ピエロ

赤いピアス

第1話

 生きている間に、どれ程のものを与えられ、失っていくのか。数える意味は無く、答えはある。答えは無い、という答えが。




    

 歩いていた。中村月夜は、真昼なのにただ暗い裏道を歩いていた。

 昔から目的のない散歩が趣味だった。同じ街でも通ったことの無い道なんて沢山あって、それを制覇していく感覚が好きだった。

 赤いロングカーディガンと、茶色に染めた長髪を揺らしながら歩き続けている。そんな小さな旅の最中、ふと目に付く建物があった。


 裏道を外れた、森の入口とでも言うべきか。そんな場所に小さな建物があった。近くへ行くとそこには【バー 月の妖怪】と書かれていた。

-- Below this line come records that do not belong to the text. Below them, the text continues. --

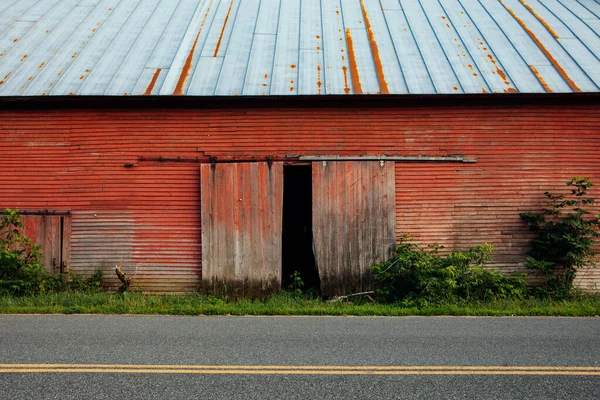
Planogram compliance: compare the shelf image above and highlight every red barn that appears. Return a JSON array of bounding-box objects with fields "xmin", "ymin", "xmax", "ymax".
[{"xmin": 0, "ymin": 0, "xmax": 600, "ymax": 295}]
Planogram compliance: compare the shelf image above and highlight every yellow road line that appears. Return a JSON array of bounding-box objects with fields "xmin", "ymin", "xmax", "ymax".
[{"xmin": 0, "ymin": 364, "xmax": 600, "ymax": 376}]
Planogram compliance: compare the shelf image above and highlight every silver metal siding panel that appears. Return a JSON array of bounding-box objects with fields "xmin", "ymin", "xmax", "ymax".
[
  {"xmin": 104, "ymin": 0, "xmax": 178, "ymax": 95},
  {"xmin": 131, "ymin": 68, "xmax": 169, "ymax": 96},
  {"xmin": 78, "ymin": 0, "xmax": 159, "ymax": 95},
  {"xmin": 476, "ymin": 0, "xmax": 572, "ymax": 92},
  {"xmin": 458, "ymin": 0, "xmax": 548, "ymax": 93},
  {"xmin": 539, "ymin": 0, "xmax": 600, "ymax": 86},
  {"xmin": 383, "ymin": 7, "xmax": 436, "ymax": 94},
  {"xmin": 215, "ymin": 0, "xmax": 260, "ymax": 96},
  {"xmin": 146, "ymin": 0, "xmax": 201, "ymax": 69},
  {"xmin": 186, "ymin": 56, "xmax": 225, "ymax": 96},
  {"xmin": 298, "ymin": 0, "xmax": 325, "ymax": 95},
  {"xmin": 270, "ymin": 0, "xmax": 300, "ymax": 95},
  {"xmin": 0, "ymin": 0, "xmax": 600, "ymax": 96},
  {"xmin": 400, "ymin": 0, "xmax": 460, "ymax": 93},
  {"xmin": 380, "ymin": 0, "xmax": 402, "ymax": 11},
  {"xmin": 363, "ymin": 0, "xmax": 408, "ymax": 94},
  {"xmin": 0, "ymin": 6, "xmax": 93, "ymax": 96},
  {"xmin": 242, "ymin": 33, "xmax": 276, "ymax": 96},
  {"xmin": 0, "ymin": 0, "xmax": 19, "ymax": 18},
  {"xmin": 23, "ymin": 0, "xmax": 120, "ymax": 96},
  {"xmin": 421, "ymin": 0, "xmax": 489, "ymax": 93},
  {"xmin": 157, "ymin": 0, "xmax": 216, "ymax": 95},
  {"xmin": 196, "ymin": 0, "xmax": 234, "ymax": 57},
  {"xmin": 242, "ymin": 0, "xmax": 280, "ymax": 96},
  {"xmin": 18, "ymin": 0, "xmax": 61, "ymax": 22},
  {"xmin": 0, "ymin": 0, "xmax": 38, "ymax": 34},
  {"xmin": 441, "ymin": 0, "xmax": 508, "ymax": 93},
  {"xmin": 342, "ymin": 0, "xmax": 381, "ymax": 94},
  {"xmin": 322, "ymin": 0, "xmax": 352, "ymax": 94},
  {"xmin": 503, "ymin": 0, "xmax": 598, "ymax": 91},
  {"xmin": 0, "ymin": 21, "xmax": 34, "ymax": 62},
  {"xmin": 0, "ymin": 0, "xmax": 75, "ymax": 93},
  {"xmin": 559, "ymin": 0, "xmax": 600, "ymax": 20},
  {"xmin": 254, "ymin": 0, "xmax": 280, "ymax": 35},
  {"xmin": 51, "ymin": 0, "xmax": 140, "ymax": 96},
  {"xmin": 186, "ymin": 0, "xmax": 240, "ymax": 96}
]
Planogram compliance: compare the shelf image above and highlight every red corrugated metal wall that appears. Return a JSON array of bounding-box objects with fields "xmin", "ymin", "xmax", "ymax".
[{"xmin": 0, "ymin": 104, "xmax": 600, "ymax": 291}]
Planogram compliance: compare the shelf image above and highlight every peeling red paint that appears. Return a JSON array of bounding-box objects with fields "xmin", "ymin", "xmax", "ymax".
[
  {"xmin": 529, "ymin": 65, "xmax": 552, "ymax": 93},
  {"xmin": 346, "ymin": 28, "xmax": 363, "ymax": 94},
  {"xmin": 519, "ymin": 0, "xmax": 559, "ymax": 39},
  {"xmin": 144, "ymin": 68, "xmax": 162, "ymax": 96},
  {"xmin": 360, "ymin": 0, "xmax": 390, "ymax": 94},
  {"xmin": 173, "ymin": 7, "xmax": 210, "ymax": 95},
  {"xmin": 500, "ymin": 0, "xmax": 581, "ymax": 92},
  {"xmin": 212, "ymin": 0, "xmax": 233, "ymax": 57}
]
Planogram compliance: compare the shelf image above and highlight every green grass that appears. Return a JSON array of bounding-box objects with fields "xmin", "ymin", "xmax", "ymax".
[{"xmin": 0, "ymin": 293, "xmax": 600, "ymax": 317}]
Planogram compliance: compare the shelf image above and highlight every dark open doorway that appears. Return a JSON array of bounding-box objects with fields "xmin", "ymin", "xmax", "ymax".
[{"xmin": 281, "ymin": 165, "xmax": 319, "ymax": 292}]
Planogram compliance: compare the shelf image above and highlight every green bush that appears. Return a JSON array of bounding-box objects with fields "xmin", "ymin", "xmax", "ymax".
[
  {"xmin": 0, "ymin": 209, "xmax": 102, "ymax": 296},
  {"xmin": 372, "ymin": 235, "xmax": 527, "ymax": 306},
  {"xmin": 0, "ymin": 209, "xmax": 47, "ymax": 295},
  {"xmin": 520, "ymin": 177, "xmax": 600, "ymax": 297}
]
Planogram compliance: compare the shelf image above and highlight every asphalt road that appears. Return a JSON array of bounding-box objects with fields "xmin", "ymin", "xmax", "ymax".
[{"xmin": 0, "ymin": 315, "xmax": 600, "ymax": 399}]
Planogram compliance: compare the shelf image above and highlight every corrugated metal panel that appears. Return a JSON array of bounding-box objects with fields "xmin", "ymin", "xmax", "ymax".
[
  {"xmin": 0, "ymin": 104, "xmax": 600, "ymax": 291},
  {"xmin": 201, "ymin": 162, "xmax": 283, "ymax": 297},
  {"xmin": 0, "ymin": 0, "xmax": 600, "ymax": 96},
  {"xmin": 312, "ymin": 161, "xmax": 396, "ymax": 296}
]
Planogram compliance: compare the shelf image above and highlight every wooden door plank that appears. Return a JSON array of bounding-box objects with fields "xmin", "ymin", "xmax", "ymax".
[
  {"xmin": 313, "ymin": 161, "xmax": 396, "ymax": 296},
  {"xmin": 200, "ymin": 163, "xmax": 283, "ymax": 297}
]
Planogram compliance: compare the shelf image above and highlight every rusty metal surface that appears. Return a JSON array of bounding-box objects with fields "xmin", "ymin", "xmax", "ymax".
[
  {"xmin": 0, "ymin": 101, "xmax": 600, "ymax": 292},
  {"xmin": 0, "ymin": 0, "xmax": 600, "ymax": 96},
  {"xmin": 200, "ymin": 162, "xmax": 283, "ymax": 297},
  {"xmin": 312, "ymin": 161, "xmax": 396, "ymax": 296}
]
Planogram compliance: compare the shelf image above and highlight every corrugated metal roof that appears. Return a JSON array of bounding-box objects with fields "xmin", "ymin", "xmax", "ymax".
[{"xmin": 0, "ymin": 0, "xmax": 600, "ymax": 96}]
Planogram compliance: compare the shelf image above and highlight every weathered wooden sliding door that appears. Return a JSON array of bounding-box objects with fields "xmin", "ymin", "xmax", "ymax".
[
  {"xmin": 201, "ymin": 162, "xmax": 283, "ymax": 297},
  {"xmin": 312, "ymin": 161, "xmax": 396, "ymax": 296}
]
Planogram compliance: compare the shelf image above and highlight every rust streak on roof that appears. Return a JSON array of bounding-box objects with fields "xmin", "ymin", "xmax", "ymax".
[
  {"xmin": 529, "ymin": 65, "xmax": 552, "ymax": 93},
  {"xmin": 173, "ymin": 7, "xmax": 210, "ymax": 95},
  {"xmin": 144, "ymin": 68, "xmax": 162, "ymax": 96},
  {"xmin": 346, "ymin": 28, "xmax": 363, "ymax": 94},
  {"xmin": 342, "ymin": 65, "xmax": 350, "ymax": 94},
  {"xmin": 360, "ymin": 0, "xmax": 390, "ymax": 94},
  {"xmin": 519, "ymin": 0, "xmax": 559, "ymax": 39},
  {"xmin": 317, "ymin": 65, "xmax": 323, "ymax": 94},
  {"xmin": 500, "ymin": 0, "xmax": 581, "ymax": 92},
  {"xmin": 213, "ymin": 0, "xmax": 233, "ymax": 57}
]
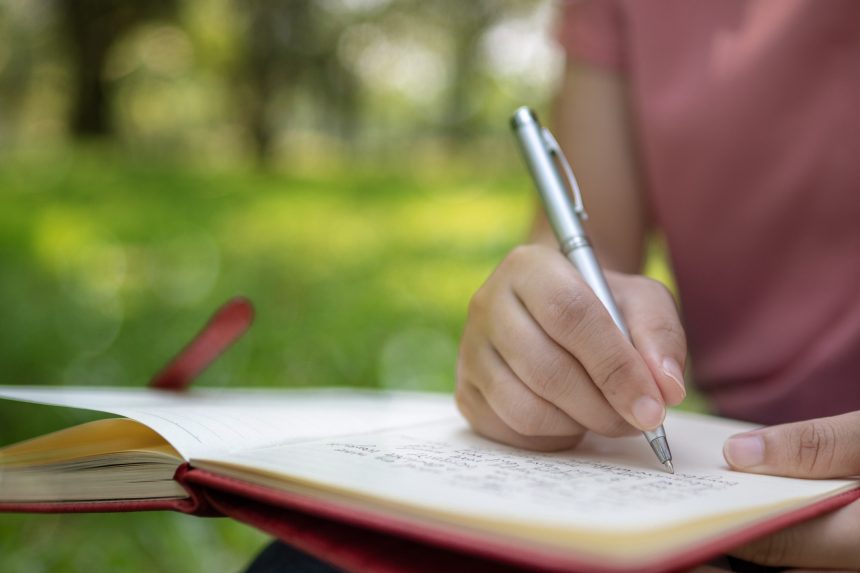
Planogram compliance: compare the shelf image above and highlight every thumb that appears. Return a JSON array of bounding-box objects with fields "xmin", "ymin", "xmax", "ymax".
[
  {"xmin": 723, "ymin": 411, "xmax": 860, "ymax": 478},
  {"xmin": 610, "ymin": 276, "xmax": 687, "ymax": 406}
]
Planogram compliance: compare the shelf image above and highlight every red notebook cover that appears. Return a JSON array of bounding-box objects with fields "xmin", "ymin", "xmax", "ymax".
[
  {"xmin": 184, "ymin": 469, "xmax": 860, "ymax": 573},
  {"xmin": 0, "ymin": 298, "xmax": 860, "ymax": 573}
]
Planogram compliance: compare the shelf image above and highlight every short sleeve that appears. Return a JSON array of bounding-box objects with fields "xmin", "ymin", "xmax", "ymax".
[{"xmin": 559, "ymin": 0, "xmax": 627, "ymax": 70}]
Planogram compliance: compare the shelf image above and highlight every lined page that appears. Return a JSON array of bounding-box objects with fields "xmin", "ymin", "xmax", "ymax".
[
  {"xmin": 193, "ymin": 412, "xmax": 853, "ymax": 533},
  {"xmin": 0, "ymin": 386, "xmax": 457, "ymax": 459}
]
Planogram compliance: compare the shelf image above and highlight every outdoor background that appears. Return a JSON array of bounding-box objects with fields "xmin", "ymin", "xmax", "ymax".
[{"xmin": 0, "ymin": 0, "xmax": 684, "ymax": 572}]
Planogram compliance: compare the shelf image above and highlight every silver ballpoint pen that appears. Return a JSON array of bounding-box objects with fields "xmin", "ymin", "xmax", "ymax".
[{"xmin": 511, "ymin": 107, "xmax": 675, "ymax": 473}]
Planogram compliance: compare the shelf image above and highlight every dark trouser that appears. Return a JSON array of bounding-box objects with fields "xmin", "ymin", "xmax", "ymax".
[{"xmin": 245, "ymin": 541, "xmax": 342, "ymax": 573}]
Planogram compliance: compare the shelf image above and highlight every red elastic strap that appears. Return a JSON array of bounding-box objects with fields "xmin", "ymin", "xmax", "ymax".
[{"xmin": 149, "ymin": 297, "xmax": 254, "ymax": 390}]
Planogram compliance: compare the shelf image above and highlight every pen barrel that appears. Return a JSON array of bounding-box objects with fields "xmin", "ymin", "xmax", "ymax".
[
  {"xmin": 562, "ymin": 236, "xmax": 630, "ymax": 340},
  {"xmin": 511, "ymin": 107, "xmax": 585, "ymax": 245}
]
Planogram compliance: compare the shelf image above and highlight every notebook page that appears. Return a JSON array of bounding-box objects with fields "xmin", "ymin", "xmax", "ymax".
[
  {"xmin": 197, "ymin": 412, "xmax": 852, "ymax": 534},
  {"xmin": 0, "ymin": 386, "xmax": 457, "ymax": 459}
]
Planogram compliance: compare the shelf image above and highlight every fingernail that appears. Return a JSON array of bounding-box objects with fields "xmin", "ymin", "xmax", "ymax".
[
  {"xmin": 663, "ymin": 356, "xmax": 687, "ymax": 396},
  {"xmin": 723, "ymin": 434, "xmax": 764, "ymax": 468},
  {"xmin": 633, "ymin": 396, "xmax": 666, "ymax": 430}
]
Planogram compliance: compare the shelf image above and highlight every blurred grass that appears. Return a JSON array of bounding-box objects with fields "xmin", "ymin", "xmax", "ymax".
[{"xmin": 0, "ymin": 150, "xmax": 700, "ymax": 572}]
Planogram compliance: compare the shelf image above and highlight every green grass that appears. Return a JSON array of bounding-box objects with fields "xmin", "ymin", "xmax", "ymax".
[
  {"xmin": 0, "ymin": 152, "xmax": 531, "ymax": 572},
  {"xmin": 0, "ymin": 151, "xmax": 704, "ymax": 572}
]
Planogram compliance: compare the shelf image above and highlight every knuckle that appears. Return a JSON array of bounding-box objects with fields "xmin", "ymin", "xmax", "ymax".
[
  {"xmin": 547, "ymin": 285, "xmax": 590, "ymax": 339},
  {"xmin": 789, "ymin": 420, "xmax": 836, "ymax": 473},
  {"xmin": 527, "ymin": 355, "xmax": 568, "ymax": 401},
  {"xmin": 501, "ymin": 400, "xmax": 546, "ymax": 437},
  {"xmin": 592, "ymin": 352, "xmax": 636, "ymax": 397},
  {"xmin": 454, "ymin": 381, "xmax": 474, "ymax": 421}
]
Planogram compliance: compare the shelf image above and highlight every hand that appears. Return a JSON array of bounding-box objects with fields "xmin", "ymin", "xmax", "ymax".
[
  {"xmin": 723, "ymin": 411, "xmax": 860, "ymax": 570},
  {"xmin": 457, "ymin": 245, "xmax": 686, "ymax": 450}
]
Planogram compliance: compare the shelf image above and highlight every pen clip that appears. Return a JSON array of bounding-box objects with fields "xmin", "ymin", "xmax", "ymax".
[{"xmin": 542, "ymin": 127, "xmax": 588, "ymax": 221}]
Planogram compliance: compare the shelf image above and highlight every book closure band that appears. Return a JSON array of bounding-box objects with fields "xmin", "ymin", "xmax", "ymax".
[{"xmin": 149, "ymin": 297, "xmax": 254, "ymax": 391}]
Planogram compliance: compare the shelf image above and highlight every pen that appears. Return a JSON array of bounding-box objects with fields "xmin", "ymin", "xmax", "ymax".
[{"xmin": 511, "ymin": 107, "xmax": 675, "ymax": 473}]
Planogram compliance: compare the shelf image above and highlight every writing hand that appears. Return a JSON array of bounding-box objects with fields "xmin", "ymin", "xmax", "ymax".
[
  {"xmin": 457, "ymin": 245, "xmax": 686, "ymax": 450},
  {"xmin": 723, "ymin": 411, "xmax": 860, "ymax": 570}
]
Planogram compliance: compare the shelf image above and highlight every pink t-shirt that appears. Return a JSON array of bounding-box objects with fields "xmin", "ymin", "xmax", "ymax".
[{"xmin": 561, "ymin": 0, "xmax": 860, "ymax": 423}]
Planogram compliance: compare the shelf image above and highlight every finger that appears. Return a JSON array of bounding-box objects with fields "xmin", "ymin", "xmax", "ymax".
[
  {"xmin": 464, "ymin": 330, "xmax": 585, "ymax": 436},
  {"xmin": 509, "ymin": 245, "xmax": 666, "ymax": 430},
  {"xmin": 732, "ymin": 502, "xmax": 860, "ymax": 570},
  {"xmin": 485, "ymin": 292, "xmax": 636, "ymax": 436},
  {"xmin": 450, "ymin": 381, "xmax": 584, "ymax": 452},
  {"xmin": 607, "ymin": 273, "xmax": 687, "ymax": 406},
  {"xmin": 723, "ymin": 412, "xmax": 860, "ymax": 478}
]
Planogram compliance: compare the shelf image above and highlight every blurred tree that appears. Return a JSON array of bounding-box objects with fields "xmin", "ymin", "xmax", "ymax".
[
  {"xmin": 58, "ymin": 0, "xmax": 177, "ymax": 137},
  {"xmin": 241, "ymin": 0, "xmax": 359, "ymax": 165}
]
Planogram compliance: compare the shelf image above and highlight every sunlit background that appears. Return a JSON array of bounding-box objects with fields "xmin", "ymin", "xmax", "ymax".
[{"xmin": 0, "ymin": 0, "xmax": 680, "ymax": 572}]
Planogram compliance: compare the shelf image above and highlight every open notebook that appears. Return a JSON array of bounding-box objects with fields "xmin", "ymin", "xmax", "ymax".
[{"xmin": 0, "ymin": 386, "xmax": 860, "ymax": 571}]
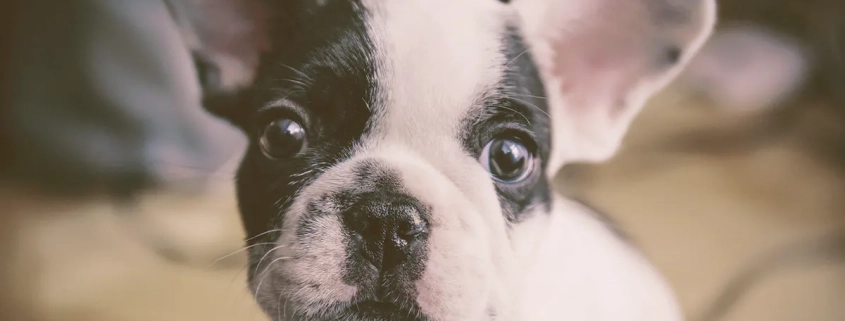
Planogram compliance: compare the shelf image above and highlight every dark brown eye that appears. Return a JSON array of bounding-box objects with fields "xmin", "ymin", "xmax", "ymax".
[
  {"xmin": 478, "ymin": 138, "xmax": 534, "ymax": 183},
  {"xmin": 259, "ymin": 118, "xmax": 306, "ymax": 159}
]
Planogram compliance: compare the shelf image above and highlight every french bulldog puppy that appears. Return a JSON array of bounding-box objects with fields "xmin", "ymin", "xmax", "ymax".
[{"xmin": 172, "ymin": 0, "xmax": 715, "ymax": 321}]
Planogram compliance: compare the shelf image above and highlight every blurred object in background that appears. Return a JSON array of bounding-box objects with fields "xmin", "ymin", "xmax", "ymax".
[
  {"xmin": 2, "ymin": 0, "xmax": 245, "ymax": 196},
  {"xmin": 0, "ymin": 0, "xmax": 265, "ymax": 321},
  {"xmin": 682, "ymin": 26, "xmax": 810, "ymax": 112},
  {"xmin": 559, "ymin": 0, "xmax": 845, "ymax": 321}
]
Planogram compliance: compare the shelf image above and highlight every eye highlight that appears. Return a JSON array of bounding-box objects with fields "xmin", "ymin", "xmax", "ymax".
[
  {"xmin": 258, "ymin": 118, "xmax": 307, "ymax": 160},
  {"xmin": 478, "ymin": 137, "xmax": 534, "ymax": 184}
]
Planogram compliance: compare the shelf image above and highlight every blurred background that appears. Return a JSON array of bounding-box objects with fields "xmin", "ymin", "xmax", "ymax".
[{"xmin": 0, "ymin": 0, "xmax": 845, "ymax": 321}]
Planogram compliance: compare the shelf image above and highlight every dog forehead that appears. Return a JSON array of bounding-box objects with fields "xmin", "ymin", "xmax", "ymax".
[{"xmin": 361, "ymin": 0, "xmax": 508, "ymax": 136}]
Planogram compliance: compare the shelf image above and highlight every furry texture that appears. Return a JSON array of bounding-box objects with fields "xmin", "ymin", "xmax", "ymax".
[{"xmin": 170, "ymin": 0, "xmax": 714, "ymax": 320}]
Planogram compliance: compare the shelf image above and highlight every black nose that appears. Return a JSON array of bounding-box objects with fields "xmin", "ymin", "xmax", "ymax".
[{"xmin": 343, "ymin": 193, "xmax": 429, "ymax": 271}]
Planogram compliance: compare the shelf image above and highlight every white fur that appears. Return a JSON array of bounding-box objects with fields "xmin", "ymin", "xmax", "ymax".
[{"xmin": 239, "ymin": 0, "xmax": 713, "ymax": 321}]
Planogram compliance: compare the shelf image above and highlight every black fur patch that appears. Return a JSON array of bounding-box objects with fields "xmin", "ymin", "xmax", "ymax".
[
  {"xmin": 463, "ymin": 24, "xmax": 553, "ymax": 223},
  {"xmin": 227, "ymin": 1, "xmax": 375, "ymax": 263}
]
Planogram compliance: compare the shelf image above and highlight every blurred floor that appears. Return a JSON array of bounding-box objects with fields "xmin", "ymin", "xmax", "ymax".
[{"xmin": 0, "ymin": 88, "xmax": 845, "ymax": 321}]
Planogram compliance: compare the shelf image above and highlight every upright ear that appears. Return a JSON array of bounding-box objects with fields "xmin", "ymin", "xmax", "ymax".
[
  {"xmin": 513, "ymin": 0, "xmax": 716, "ymax": 174},
  {"xmin": 165, "ymin": 0, "xmax": 278, "ymax": 120}
]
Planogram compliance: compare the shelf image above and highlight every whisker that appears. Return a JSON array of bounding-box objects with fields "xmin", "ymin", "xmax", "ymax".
[
  {"xmin": 255, "ymin": 256, "xmax": 292, "ymax": 297},
  {"xmin": 508, "ymin": 93, "xmax": 548, "ymax": 100},
  {"xmin": 244, "ymin": 228, "xmax": 282, "ymax": 242},
  {"xmin": 496, "ymin": 106, "xmax": 531, "ymax": 125},
  {"xmin": 253, "ymin": 245, "xmax": 285, "ymax": 273},
  {"xmin": 206, "ymin": 242, "xmax": 274, "ymax": 268},
  {"xmin": 276, "ymin": 290, "xmax": 288, "ymax": 321},
  {"xmin": 511, "ymin": 97, "xmax": 552, "ymax": 118},
  {"xmin": 279, "ymin": 64, "xmax": 314, "ymax": 81},
  {"xmin": 505, "ymin": 49, "xmax": 529, "ymax": 67}
]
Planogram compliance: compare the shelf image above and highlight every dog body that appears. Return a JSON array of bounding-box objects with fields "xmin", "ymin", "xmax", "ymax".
[{"xmin": 175, "ymin": 0, "xmax": 714, "ymax": 320}]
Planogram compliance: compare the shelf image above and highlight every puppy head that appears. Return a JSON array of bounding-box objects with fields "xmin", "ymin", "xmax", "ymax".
[{"xmin": 176, "ymin": 0, "xmax": 713, "ymax": 320}]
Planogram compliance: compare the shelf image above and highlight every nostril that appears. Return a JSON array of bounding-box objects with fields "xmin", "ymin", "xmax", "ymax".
[{"xmin": 343, "ymin": 210, "xmax": 384, "ymax": 239}]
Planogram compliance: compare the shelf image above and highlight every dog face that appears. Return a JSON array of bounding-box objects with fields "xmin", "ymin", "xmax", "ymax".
[{"xmin": 176, "ymin": 0, "xmax": 713, "ymax": 320}]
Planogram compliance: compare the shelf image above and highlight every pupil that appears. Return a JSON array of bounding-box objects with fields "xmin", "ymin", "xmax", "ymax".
[
  {"xmin": 490, "ymin": 140, "xmax": 527, "ymax": 180},
  {"xmin": 261, "ymin": 119, "xmax": 305, "ymax": 157}
]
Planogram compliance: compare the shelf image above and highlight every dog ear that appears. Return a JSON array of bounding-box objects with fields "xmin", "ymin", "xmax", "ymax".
[
  {"xmin": 513, "ymin": 0, "xmax": 715, "ymax": 174},
  {"xmin": 166, "ymin": 0, "xmax": 280, "ymax": 121}
]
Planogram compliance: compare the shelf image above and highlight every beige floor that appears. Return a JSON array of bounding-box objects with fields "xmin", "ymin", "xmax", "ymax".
[{"xmin": 0, "ymin": 89, "xmax": 845, "ymax": 321}]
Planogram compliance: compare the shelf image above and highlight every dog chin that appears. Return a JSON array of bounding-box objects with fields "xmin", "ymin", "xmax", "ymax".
[{"xmin": 270, "ymin": 300, "xmax": 430, "ymax": 321}]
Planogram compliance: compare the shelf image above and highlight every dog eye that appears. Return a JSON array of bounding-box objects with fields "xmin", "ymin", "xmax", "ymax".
[
  {"xmin": 478, "ymin": 138, "xmax": 534, "ymax": 183},
  {"xmin": 259, "ymin": 118, "xmax": 306, "ymax": 159}
]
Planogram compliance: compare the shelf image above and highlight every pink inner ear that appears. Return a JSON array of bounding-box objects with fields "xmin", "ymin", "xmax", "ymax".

 興味が全てを支配する。私はそんな風に考えている。あとは興味に委ねるだけ。背中を押されるように、ゆっくり扉に手をかけた。


 これからの私の運命を、少しだけ変える瞬間だった。



「いらっしゃいませ」


 優しい声色が響く。そこには恐らくマスターであろう男性がいた。


「そちらの席へ」


 続けざま彼は言った。


 正直言うと、お酒を飲む気は無い。飲めない訳じゃないがお昼からお酒はしんどい。バーに入っておいてそれもまたいかがなものかとは思うけど。


「失礼します」


 とりあえずそう言って席に座った。


「何を飲まれますか」


「お茶をください」


 イメージに容易いバーだった。ありふれている故に思い出しにくい、そんな感じ。


「当店では、代金の代わりにお客様の悩みを聞くシステムになっております」


 また珍しいことを言う。


「タダでいいんですか?」


「お悩みさえあれば」


 不思議だった。でも居心地はいい。物腰も柔らかく、嫌気のない空間と人物。確かに悩みを相談するにはうってつけの相手だ。


「悩みがないことが悩みですかね」


 悪戯心が働いた。難しいお題を与えてみた。


「意外といらっしゃいますね。 そういった方は」


「いいことなんですかね」


「迷いなく歩めている証拠だと思いますよ。 時に迷うことも遠回りすることも大事ではありますが、 タイミングが違うと無駄足ですからね。 今はお客様にとって遠回りのタイミングじゃない、そんな所でしょうか」


「なるほど。 しかるべき時が来たら、遠回りも必要ってことですか」


「ええ」


 会話のラリーを交わしながら彼はお茶を出してくれた。


「ありがとうございます」


 一口飲んだのを見て、彼は言った。


「申し遅れました。 私、このバーでマスターをやっております。 ピエロ川陽一朗と申します」


「失礼ですが変わった名前ですね」


「もちろん本名ではございません。 気軽にピエロとお呼びください」


 ほんの少し微笑んで彼は言った。その笑顔に、何か暗いものを感じさせながら。


 こうして私と彼は出会ったのだった。